Так и оказалось, что напевшись про любовь скучающим дамам, сидя в корчме и внимая неумелым руладам наемного музыканта, Вейне все больше мрачнел.

Потом кто-то попросил, чтоб он сам сыграл, и еще кто-то, и Эйт сразу отпирался, но понял, что проще уступить, тогда отстанут. Ворчал и крутил колки на раздолбанной лютне, потом плюнул, бросил инструмент на колени горе-менестрелю и ушел наверх.

Народ помолчал с минуту и вновь зашевелился, забрякал кружками и смеяться снова стали. И даже не заметил никто, как эльф спустился со своей кейтарой, сел в углу, на высокий табурет у стойки, куда свет почти не падал и выплеснул скопившуюся боль в зал.

Не то что б нарочно, но и в себе держать уже сил никаких не было. Довольно на сегодня лицемерия.

Из снов и забытых песен,

Рождаются крылья пепла.

И пламенем падают с неба.

Путь прожигая к сердцу,

Которого нам не вложили,

Которого мы не просим,

Которое нам не по силам.

Ведь то, что в себе мы носим –

Из камня, железа и боли,

Из снов и забытых песен.

Когда отцветает терновник

Рождаются крылья пепла.

– Ну вот что ты за тип, Вейне, тебя петь просили для радости, а ты мрака нагнал, – медленно проговорил Хафтиз, откуда-то взявшийся совсем рядом, и кружку на стойку поставил. Полную.

– Я предупреждал, что не хочу, – Эйт хватил залпом, послушал, как шумит в голове, оставил инструмент в углу и пошел на задний двор.

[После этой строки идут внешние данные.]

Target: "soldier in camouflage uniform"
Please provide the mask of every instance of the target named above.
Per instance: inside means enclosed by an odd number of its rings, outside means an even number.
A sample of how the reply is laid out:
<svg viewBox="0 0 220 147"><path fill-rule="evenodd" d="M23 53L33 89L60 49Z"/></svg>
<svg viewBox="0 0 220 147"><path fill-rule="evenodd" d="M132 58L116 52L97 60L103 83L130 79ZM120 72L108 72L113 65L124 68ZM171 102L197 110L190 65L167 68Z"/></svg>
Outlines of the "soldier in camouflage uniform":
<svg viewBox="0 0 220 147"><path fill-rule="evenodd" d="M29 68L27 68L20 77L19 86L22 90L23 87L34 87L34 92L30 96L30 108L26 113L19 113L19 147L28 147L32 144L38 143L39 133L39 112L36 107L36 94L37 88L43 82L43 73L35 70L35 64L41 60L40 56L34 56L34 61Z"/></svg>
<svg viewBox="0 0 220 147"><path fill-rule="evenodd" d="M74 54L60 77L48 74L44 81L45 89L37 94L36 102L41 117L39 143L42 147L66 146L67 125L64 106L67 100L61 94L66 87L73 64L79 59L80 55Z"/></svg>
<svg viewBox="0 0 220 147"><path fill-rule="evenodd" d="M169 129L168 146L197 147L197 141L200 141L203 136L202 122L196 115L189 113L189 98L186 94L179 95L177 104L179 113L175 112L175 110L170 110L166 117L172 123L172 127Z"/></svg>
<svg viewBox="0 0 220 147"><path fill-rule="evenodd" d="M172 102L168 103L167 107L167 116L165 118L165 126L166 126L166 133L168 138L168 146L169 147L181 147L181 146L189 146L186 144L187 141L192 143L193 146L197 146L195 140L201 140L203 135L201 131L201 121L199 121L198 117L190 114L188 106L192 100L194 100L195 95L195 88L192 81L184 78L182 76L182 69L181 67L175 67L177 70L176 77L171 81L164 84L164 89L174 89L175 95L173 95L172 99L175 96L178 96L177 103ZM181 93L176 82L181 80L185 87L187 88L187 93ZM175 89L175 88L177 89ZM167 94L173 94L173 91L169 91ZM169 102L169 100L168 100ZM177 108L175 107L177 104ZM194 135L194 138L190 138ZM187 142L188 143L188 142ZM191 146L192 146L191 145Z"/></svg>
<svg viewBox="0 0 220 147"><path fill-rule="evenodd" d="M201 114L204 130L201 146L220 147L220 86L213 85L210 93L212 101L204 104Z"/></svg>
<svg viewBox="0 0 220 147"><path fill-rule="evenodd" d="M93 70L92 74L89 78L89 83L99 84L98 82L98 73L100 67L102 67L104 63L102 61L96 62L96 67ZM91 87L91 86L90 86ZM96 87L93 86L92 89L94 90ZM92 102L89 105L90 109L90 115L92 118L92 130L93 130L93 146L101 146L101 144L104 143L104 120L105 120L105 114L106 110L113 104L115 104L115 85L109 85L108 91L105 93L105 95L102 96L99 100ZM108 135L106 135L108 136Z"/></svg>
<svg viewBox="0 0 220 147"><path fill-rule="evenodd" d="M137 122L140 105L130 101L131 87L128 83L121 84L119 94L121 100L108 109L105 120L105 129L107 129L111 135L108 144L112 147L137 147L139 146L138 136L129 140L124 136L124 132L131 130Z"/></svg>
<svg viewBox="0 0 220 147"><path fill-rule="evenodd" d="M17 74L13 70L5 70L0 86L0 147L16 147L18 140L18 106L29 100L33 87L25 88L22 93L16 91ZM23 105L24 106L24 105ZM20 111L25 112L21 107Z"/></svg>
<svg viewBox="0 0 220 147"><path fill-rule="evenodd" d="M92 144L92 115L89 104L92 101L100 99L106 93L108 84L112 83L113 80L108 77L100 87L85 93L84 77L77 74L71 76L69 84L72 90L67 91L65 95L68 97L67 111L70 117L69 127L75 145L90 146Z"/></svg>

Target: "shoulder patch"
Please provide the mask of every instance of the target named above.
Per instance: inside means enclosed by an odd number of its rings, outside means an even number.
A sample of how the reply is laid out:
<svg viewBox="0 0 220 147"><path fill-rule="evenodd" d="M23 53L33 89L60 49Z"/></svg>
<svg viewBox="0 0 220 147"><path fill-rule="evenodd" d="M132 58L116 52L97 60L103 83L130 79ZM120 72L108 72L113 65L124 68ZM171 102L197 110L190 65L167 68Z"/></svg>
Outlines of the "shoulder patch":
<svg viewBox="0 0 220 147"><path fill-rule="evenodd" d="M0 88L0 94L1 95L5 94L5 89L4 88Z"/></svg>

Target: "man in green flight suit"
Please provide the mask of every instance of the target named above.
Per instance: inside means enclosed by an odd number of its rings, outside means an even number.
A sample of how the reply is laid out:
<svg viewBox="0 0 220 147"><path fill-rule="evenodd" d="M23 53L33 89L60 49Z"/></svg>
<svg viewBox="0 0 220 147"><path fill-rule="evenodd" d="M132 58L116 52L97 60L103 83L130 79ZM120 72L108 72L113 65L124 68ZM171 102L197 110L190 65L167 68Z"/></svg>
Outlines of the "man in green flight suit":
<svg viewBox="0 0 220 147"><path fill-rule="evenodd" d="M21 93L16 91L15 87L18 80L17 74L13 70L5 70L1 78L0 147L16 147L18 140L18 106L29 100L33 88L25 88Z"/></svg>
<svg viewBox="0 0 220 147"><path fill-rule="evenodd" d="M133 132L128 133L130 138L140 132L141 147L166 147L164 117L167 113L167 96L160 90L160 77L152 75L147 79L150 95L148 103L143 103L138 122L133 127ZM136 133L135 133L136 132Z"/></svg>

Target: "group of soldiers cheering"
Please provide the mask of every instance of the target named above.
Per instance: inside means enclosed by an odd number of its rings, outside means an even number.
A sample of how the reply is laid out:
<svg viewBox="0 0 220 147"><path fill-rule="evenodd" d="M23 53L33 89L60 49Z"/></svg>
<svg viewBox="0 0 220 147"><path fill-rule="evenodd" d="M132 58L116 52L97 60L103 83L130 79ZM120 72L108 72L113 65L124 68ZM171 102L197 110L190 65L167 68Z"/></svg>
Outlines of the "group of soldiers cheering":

Хафтиз вслед посмотрел и головой качнул.

Он с Вейне как раз тут и познакомился, лет с десяток назад. Впечатлился, как Эйт на спор летунца к бочке кинжалом пригвоздил. Бочку, правда, проткнул и за пиво платить пришлось, так они его и выпили же. А потом вместе нанялись в один обоз, так и пошло. Но это он Эйту говорил, что из-за летунца, а на самом деле из-за кейтары. И как Вейне петь мог. Не голосом, душой. Хаф, небом готов был поклясться и землей живой, что точно слышал, как ветер ему подпевает. Хотя какой тут ветер в корчме. Окна открыли проветрись от чада, вот с улицы и свистело. Вроде. А вроде и подпевало.

Эйт не боялся, что кейтару кто-то возьмет. Все здесь знали, за это можно запросто рук лишится или еще чего, что под скаш[2]* подвернется. Эйта, что на старом наречии значило «сейчас», не зря Эйтом звали. И это слово чаще других от него и слышали. «Сейчас», – говорил он и мог валятся еще полдня перед тем, как взяться за обещанное или сделать все тут же к удовольствию или не удовольствию собеседника.

А еще он был Вейне – болтун, что для барда, в общем-то, не редкость. Вот только скор он был не только на слова и ловок не только струны перебирать. Последний, кто в корчме Фредека потянулся к его кейтаре, даже сообразить не успел, как два кинжала пригвоздили руку к скамье, на которой инструмент лежал. Потом твердые, совсем не бардовские пальцы тычком впечатали голову в стол, а к кадыку прижалось острое, как бритва, лезвие. К слову, меч у Эйта тоже был не один, только второй никогда не покидал ножен. Во всяком случае, этого не видел никто из тех, кто Вейне хоть как-то знал. И мечи свои он за собой таскал, как иное дитя игрушку-соньку. Однажды из парильни на ор во дворе в одном венике выскочил, а оружие при нем, прямо на мокрой спине.

Метательные кинжалы, изогнутые, литые, прятались у Эйта в наборном поясе, чернеными узорчатыми рукоятками наружу. И так хитро, что не понятно было, где украшение с гравировкой, а где кинжал. Пояс старый, эльфийской работы, еще тех, старших эльфов, про которых только сказки остались и немного такого, как этот пояс. Многие думали, что и меч, что Эйт ото всех прячет, такой же древний.